For nomads on a tourist visa, SafetyWing Nomad Insurance remains the most practical entry-level option at around 45–55 USD per month. It covers emergency medical and some routine care, and it satisfies the health insurance requirement for the digital nomad visa application.

For anything more comprehensive, Cigna Global, Allianz Care, or AXA international plans offer better coverage but cost 100–300+ USD monthly depending on age and coverage level. If you take out the digital nomad visa and plan to stay a full year, it's worth the upgrade.

If you become a legal Colombian resident at any point, you can join the public health system via an EPS (Entidad Promotora de Salud) as a cotizante (contributor). Contributions are approximately 12.5% of declared income. The public hospitals in Cartagena are functional for emergencies; for anything non-urgent, most expats use private clinics — Clínica Gestión Salud and Clínica Blas de Lezo are the well-regarded options.

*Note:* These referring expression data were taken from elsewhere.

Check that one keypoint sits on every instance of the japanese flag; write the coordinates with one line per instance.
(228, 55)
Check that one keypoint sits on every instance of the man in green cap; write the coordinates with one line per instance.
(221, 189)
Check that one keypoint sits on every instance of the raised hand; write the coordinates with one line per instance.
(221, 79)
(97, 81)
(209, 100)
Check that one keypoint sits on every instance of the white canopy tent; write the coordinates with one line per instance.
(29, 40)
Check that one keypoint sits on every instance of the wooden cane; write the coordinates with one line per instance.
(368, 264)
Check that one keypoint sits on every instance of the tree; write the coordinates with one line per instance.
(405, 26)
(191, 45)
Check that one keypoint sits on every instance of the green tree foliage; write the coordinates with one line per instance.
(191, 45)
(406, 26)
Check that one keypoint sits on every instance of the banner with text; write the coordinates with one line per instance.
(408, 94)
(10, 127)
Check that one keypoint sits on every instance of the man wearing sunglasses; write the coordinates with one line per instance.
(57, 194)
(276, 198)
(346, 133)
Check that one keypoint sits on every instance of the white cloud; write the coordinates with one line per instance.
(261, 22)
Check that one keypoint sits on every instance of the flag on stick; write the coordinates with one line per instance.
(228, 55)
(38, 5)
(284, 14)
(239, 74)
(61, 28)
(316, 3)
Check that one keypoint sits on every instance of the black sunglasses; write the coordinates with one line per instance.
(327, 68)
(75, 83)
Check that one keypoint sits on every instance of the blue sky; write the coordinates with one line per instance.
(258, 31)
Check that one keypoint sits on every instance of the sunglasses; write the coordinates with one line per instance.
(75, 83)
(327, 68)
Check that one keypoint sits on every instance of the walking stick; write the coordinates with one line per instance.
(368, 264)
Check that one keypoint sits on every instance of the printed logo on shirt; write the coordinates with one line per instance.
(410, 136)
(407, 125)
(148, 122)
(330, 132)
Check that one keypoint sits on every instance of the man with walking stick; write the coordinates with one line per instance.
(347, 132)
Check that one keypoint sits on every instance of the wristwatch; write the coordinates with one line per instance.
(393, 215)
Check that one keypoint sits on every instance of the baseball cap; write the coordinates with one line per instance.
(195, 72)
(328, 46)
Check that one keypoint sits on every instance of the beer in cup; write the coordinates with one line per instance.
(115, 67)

Cartagena vs Other Nomad Hubs

Compared to Medellín: Medellín wins on infrastructure, coworking density, cooler climate, and cost-efficiency. Cartagena wins on aesthetics, beach access, and the kind of slow mornings that make you remember why you went remote in the first place.

Compared to Santa Marta: Santa Marta is cheaper and has better beach and jungle access (Tayrona National Park is on the doorstep), but the nomad infrastructure is thinner and the city itself is less polished.

Compared to Mexico City or Lisbon: Cartagena is harder work — infrastructure is less reliable, the heat is punishing, and the cost-to-quality ratio for accommodation is less favourable. But it offers something neither of those cities does: the feeling of being genuinely off the main nomad circuit, with a culture and coastline that are entirely its own.

Cartagena works best as part of a longer Colombia rotation — a month or two here alongside time in Medellín and the coffee region gives you a more complete picture of the country than any single base would. If you're here for the architecture, the coast, and the pace, you'll leave planning to come back. Just get your coworking sorted before the heat does.